Er sei kein Pazifist gewesen!
So unmissverständlich äußerte sich Otto Dix im Dezember 1963 in einem Gespräch unter Freunden. Er sei Realist, ein „Wirklichkeitsmensch“, der alles mit eigenen Augen sehen müsse! ‚Sehen’, das bedeutete für Dix dasselbe, wie ‚erleben’.[17] Und entsprechend formulierte er sein künstlerisches Anliegen, die Wirklichkeit so darzustellen, wie er sie sah bzw. erlebte.
Es war wohl die Offenheit dieses Konzeptes, das seine Bilder, die sein Erleben des Ersten Weltkrieges reflektieren, zu Projektionsflächen für politische Ideologien rechter und linker Couleur werden ließ. So kam es, dass seit der ersten öffentlichen Präsentation des Gemäldes „Der Schützengraben“ 1923 (Abb. 54) im Kölner Wallraf-Richartz-Museum in der öffentlichen Diskussion und unter den Kunstwissenschaftlern die Frage dominierte, ob Dix’ Weltkriegsreflexionen pazifistisch und antinationalistisch motiviert gewesen seien oder nicht.

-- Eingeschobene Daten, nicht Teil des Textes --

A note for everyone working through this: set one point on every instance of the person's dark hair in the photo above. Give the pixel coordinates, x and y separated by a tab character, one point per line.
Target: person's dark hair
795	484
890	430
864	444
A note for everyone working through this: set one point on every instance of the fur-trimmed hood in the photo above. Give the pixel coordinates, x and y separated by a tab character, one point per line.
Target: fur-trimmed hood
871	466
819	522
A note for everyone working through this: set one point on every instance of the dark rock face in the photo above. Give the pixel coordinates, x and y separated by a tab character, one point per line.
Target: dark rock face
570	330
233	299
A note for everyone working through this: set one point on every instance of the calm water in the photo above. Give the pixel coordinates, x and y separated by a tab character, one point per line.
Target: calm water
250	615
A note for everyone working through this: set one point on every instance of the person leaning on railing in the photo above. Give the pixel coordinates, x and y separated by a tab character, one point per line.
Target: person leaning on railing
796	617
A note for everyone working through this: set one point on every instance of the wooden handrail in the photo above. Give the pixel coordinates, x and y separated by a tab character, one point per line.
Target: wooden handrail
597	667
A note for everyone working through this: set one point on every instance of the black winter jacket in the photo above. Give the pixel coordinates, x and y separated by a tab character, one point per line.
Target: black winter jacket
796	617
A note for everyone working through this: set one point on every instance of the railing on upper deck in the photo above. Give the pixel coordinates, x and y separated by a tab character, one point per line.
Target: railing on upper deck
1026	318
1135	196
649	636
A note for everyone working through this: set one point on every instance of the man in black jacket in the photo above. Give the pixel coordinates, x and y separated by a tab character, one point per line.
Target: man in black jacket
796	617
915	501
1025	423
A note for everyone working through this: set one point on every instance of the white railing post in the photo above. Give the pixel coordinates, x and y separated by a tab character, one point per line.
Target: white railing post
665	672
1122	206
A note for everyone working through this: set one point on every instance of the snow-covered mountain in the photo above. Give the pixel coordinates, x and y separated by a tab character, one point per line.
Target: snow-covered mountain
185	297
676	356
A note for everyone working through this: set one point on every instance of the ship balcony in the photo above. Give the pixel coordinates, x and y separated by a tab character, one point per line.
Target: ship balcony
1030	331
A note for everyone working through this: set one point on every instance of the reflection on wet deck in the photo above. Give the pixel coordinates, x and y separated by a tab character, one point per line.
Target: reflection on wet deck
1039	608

Seine späte Aussage, niemals Pazifist gewesen zu sein, widerspricht seinem damaligen Handeln. Denn die Publikation des Radierzyklus „Der Krieg“ durch Dix’ Verleger und Galeristen Karl Nierendorf sowie die zeitgleiche Herausgabe eines billigen Buches mit einer Auswahl von 24 Offsetdrucken aus dem Zyklus in einer Auflage von 10.000 Stück, fiel nicht zufällig in das Jahr 1924. Damals jährte sich der Ausbruch des Ersten Weltkriegs zum zehnten Mal und die politische Linke propagierte das Anti-Kriegs-Jahr.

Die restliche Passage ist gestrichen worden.